I think that the most difficult but certainly the most fascinating aspect of all these collaborations is translate and communicate ( through exhibition, graphics and events) the very complex meaning of words so to get easily to as many people as possible. This conceptual synthesis helped me very much in every museographic project; in fact, every exhibition must above all else favor the contents and message that the exhibition is supposed to transmit; the form is only the consequence.

The stimulus in this work is the richness of contents and the opportunity to be focused on themes of social relevance and this is central for the practice of an architect.

MCD How important is the design relationship between the artist and architect to you?

LC After diverse experiences as a museographer, I have sought out a design relationship with artists. These collaborations without a doubt also present some complexities linked to diverse work methods as well as personalities, but the opportunities that come from this type of exchange are enormous: for the architect, more free scenarios open up, visions that would not have been considered otherwise; the artist is faced with the temporality and the function of a specific place.

This kind of shared think tank is largely unexplored, still experimental. In those kind of projects the client is often public – for instance, the Garden of Hypnos with the Municipality of Gorgonzola and the Museum of Science in Milan.

Maria Cristina Didero (design professional and independent curator)

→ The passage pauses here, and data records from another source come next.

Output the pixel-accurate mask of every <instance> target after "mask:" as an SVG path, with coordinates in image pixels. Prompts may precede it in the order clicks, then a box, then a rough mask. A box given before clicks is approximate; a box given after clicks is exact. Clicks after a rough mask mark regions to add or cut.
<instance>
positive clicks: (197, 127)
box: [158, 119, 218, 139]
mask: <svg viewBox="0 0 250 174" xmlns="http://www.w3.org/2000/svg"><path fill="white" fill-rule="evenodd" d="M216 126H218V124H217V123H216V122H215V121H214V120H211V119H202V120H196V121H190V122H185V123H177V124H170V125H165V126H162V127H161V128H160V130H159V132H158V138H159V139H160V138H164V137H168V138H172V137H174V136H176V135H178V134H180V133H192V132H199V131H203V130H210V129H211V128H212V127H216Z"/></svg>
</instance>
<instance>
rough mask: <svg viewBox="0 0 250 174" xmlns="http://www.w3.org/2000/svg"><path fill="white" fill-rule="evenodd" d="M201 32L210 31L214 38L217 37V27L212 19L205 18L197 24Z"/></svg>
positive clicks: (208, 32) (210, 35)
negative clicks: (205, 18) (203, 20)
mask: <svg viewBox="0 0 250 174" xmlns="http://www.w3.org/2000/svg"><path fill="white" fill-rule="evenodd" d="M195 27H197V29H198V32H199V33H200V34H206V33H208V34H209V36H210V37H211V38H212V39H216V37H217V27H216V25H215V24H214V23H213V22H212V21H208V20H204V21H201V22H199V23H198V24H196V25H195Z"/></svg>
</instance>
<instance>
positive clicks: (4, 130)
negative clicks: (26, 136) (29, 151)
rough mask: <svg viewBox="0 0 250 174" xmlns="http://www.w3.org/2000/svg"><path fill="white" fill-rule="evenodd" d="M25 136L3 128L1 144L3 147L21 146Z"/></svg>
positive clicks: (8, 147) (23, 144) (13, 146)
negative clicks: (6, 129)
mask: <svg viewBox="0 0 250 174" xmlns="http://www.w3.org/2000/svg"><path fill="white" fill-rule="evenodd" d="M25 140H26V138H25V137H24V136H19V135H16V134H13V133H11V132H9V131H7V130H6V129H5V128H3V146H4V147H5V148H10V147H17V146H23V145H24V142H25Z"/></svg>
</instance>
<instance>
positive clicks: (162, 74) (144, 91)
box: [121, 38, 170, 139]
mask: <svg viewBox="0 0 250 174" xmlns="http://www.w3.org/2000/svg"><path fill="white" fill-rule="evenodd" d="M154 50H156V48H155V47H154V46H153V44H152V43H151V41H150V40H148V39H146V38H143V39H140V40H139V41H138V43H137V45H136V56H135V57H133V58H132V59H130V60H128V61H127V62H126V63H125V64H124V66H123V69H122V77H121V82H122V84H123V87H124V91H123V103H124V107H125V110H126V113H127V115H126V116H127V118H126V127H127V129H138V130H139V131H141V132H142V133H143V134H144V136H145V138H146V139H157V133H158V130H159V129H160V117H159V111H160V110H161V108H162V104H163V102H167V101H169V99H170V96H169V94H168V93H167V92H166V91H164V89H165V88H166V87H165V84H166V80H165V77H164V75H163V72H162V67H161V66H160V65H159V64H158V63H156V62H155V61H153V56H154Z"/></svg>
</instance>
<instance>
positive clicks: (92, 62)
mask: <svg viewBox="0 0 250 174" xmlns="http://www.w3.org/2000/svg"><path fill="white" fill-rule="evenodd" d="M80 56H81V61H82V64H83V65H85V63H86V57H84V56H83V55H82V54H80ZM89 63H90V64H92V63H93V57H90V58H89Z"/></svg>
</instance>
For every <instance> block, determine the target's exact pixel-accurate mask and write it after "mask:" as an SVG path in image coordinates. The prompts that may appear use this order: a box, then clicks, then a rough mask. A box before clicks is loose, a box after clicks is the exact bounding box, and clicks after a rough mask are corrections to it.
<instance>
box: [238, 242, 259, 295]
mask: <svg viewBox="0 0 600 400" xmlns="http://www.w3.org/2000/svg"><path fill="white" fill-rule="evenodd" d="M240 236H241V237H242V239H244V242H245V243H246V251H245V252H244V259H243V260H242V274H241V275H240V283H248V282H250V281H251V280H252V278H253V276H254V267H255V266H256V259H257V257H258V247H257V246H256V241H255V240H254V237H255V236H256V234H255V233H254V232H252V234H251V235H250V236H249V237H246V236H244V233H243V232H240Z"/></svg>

Luca Cipelletti (1973) graduated in architecture from Politecnico di Milano in 2001, he started to work, during his students’ years, for Studio Albini Helg Piva in national and international competitions and several architectural projects. While studying at Politecnico, he worked with different institutions to develop other interests as well. From 1992 to 1998 works with the Italian National Chamber of Fashion as press agent for 13 editions of Milano Collezioni Donna. From 1996 to 2001, with Teatro alla Scala, in the cultural promotion of the theatre, first as a member of the coordination of the Youth Group of Fondazione Milano per la Scala, then as a member of the Board of Governors and Executive Committee. From 1998 to 2001, with the Region Lombardy in a long-term survey of museums, followed by the monitoring of museum premises, design projects, publications and lectures on museography and exhibitions. In the year 2000 he founded Milan-based studio AR.CH.IT focused on different themes to urban, architectural and exhibit design as well as artistic direction. In 2003, he also started an on-going cooperation with the United Nations – Millennium Campaign as consultant and art director. Studio AR.CH.IT, in conjunction with researching, has several ongoing projects such as the architectural redevelopment of the National Museum of Science and Technology in Milan, The Garden of Hypnos with artists Anne and Patrick Poirier.